Guava Island Review
Guava Island, Amazon Prime’s lush new anti-capitalist musical starring Rihanna and Donald Glover, was undoubtably curated for Glover despite not having a role in writing or directing. Guava Island even goes so far to present itself as “A Childish Gambino Film”. While this may be a strength for the films marketing, it is also its biggest issue. Guava Island feels so bound by Glovers most recently released songs that it struggles to elevate many of the films key themes, resulting in an experience that falls short of Glover’s usually high standard.
From YouTube comedian, to Golden Globe winning actor, to Grammy winning rapper, to Emmy winning director, the creativity of Donald Glover and the team he surrounds himself with seems limitless. With a screenplay written by Donald’s brother Steven, and once again getting the help of long-time collaborator Hiro Murai, director of Donald Glovers television show Atlanta and his viral music video phenomena This is America, Guava Island seemed to be in good hands. Yet the result appears to have an identity crisis, at a spry 55 minutes, Guava Island lacks the narrative depth of a film while not being musically focused enough to be considered a visual album. Resulting in an experience that feels shallow, leaving the films many themes vastly unexplored.
The film follows Deni, a locally famous musician and Kofi, a seamstress. Two nearly life-life long lovers of the titular Guava Island, a once brimming paradise corrupted by the greed and power of totalitarianism. While Kofi wishes to leave the island and start a life somewhere new, Deni’s desires are far more liberating, organizing a music festival in order to free the people of the constant pressures of work and oppression, even just for a day. However, this idea is not liked by the malicious overlord Red Cargo, who sees Deni’s festival as a threat to his businesses and will go to great lengths in order to prevent Deni from having it.
Guava Islands vibrant animated intro sets the stage for its narrative, yet the film struggles to produce anything that challenges the themes that the movie focuses so much of its short runtime on. Instead choosing to shoehorn as many Childish Gambino songs in as possible, regardless of the song’s lyrical relevancy to the story.

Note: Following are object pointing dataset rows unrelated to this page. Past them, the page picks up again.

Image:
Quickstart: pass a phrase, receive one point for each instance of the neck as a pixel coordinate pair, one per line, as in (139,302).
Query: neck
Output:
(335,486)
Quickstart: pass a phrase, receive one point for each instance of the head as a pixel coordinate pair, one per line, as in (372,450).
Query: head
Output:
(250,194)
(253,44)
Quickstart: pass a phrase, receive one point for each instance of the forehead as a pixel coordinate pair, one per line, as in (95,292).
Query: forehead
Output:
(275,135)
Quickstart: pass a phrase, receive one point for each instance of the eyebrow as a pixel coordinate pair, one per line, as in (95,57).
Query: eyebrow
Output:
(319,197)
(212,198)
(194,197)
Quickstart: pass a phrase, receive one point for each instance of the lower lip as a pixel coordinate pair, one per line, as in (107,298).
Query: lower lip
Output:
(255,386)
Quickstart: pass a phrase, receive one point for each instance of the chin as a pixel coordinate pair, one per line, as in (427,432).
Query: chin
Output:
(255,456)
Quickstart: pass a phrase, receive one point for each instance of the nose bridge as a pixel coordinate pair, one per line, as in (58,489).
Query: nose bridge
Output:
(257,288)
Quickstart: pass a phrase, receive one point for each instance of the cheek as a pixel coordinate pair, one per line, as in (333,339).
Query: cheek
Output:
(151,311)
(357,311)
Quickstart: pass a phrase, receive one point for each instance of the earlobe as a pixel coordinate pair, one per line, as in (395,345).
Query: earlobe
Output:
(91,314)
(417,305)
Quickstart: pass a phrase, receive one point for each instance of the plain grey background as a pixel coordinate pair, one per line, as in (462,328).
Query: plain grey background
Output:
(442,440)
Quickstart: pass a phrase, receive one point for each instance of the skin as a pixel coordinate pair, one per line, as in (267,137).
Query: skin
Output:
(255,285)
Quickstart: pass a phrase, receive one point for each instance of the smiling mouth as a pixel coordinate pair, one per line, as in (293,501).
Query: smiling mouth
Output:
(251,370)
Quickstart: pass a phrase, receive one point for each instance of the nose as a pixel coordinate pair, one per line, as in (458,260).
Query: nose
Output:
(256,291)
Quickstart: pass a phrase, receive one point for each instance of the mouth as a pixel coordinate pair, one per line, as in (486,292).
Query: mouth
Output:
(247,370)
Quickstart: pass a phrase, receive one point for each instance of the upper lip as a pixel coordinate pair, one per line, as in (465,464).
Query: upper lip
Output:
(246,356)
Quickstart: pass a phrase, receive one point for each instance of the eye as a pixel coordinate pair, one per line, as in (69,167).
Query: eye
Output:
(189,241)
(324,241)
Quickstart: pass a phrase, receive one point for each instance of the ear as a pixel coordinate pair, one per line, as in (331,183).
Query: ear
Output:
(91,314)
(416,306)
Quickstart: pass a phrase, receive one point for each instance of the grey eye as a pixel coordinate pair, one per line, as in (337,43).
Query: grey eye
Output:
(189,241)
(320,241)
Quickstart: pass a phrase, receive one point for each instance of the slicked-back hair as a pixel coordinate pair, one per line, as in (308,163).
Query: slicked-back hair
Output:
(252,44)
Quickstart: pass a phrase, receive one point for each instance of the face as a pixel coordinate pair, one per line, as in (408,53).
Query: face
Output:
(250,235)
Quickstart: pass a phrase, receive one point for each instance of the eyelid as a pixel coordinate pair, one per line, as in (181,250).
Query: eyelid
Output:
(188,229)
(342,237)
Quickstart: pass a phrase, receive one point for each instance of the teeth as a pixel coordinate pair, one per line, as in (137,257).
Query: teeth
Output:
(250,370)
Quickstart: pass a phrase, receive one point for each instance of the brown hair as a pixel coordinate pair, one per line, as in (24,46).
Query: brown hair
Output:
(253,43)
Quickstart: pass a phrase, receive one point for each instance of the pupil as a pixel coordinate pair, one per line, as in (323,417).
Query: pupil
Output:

The film also suffers from the utilization of it’s co-star. Rihanna’s role feels painfully miniscule, with the choice to not include her on any of the music being the films most questionable creative decision. So often is she given nothing meaningful to do or say, forcing her to constantly be over shadowed by the swooning Donald Glover.
Guava Islands biggest strength is in it’s visuals. Cinematographer Christians Springers warm lighting and heavy film grain breaths a dreamlike quality into the exuberant tropical locales and pastel homes of the island. Murai’s directing is brimming with style, every shot is framed to a near perfection in a polaroid like 4x3 aspect ratio.
However, the films breezy aesthetic only carries the film so far, Guava Islands short runtime and priority on music quickly makes Donald Glovers newest project more style than substance.
Beautiful visuals with a lack of formed narrative leaves Guava Island feeling more like a glorified collection of music videos.